Bonus Materials with Purchase

Project Files Part 1
Project Files Part 2

Ratings and Reviews


I am a pretty computer literate person but an Ai beginner i.e. I am completely new to the Creative Cloud/Adobe Illustrator. (This is also the first time I've used CreativeLive.) I think this course it is fantastic. The pace is good as is the content which progressed logically and covers all the basics you'd hope it would. The course is 2 full days' worth of material but it is broken down into segments so you can revisit or skip through as you need to. The presenter is really personable and easy to watch (even for me, a Londoner!).

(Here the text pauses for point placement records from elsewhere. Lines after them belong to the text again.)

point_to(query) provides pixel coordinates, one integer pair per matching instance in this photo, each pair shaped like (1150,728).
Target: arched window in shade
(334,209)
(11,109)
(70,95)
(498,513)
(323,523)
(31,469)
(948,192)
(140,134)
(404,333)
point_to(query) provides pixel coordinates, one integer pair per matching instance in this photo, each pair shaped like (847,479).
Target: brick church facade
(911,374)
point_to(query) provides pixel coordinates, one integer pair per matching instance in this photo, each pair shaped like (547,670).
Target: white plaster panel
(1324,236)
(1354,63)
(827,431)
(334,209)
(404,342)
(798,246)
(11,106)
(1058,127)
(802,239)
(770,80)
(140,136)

I would also say I think it is pretty good value for money -- I am currently enrolled on a part time course, basically doing the same sort of stuff, and I have to say this is better and a bit cheaper! I definitely recommend it to you!


A brilliantly designed course. it's almost magic. It's everything you hope for in a follow-along software class. Brian Wood has engineered it so that you start on a project that just needs basics, and then you move on to more & more complicated projects, and almost without realizing it you've learned Illustrator. This doesn't just happen -- Wood has clearly put a LOT of effort into creating this course. Here's one trivial example: he doesn't overload you with a lot of keyboard shortcuts right at the beginning -- you start with the actions themselves, using the (admittedly tedious but easy) pulldown menus, and then after you're comfortable with what you're doing, he'll throw in the shortcut. It may seem obvious, but so many instructors feel they have to give you an extensive foundation of definitions, shortcuts, interfaces, etc., before you ever do anything. Good stuff to know, but you'll never remember it. Wood has you up and working almost immediately. And he's a joy to listen to, at a perfect pace. Highly recommended.

Philippe LIENARD

Top course. Very well explained, clear, good examples, pleasant teacher. I like it and recommend it. One suggestion, it would be nice to have a detailed table of content of the course in the material. For instance, it took me quite a while to find back the part of the course where how to make a gear was explained.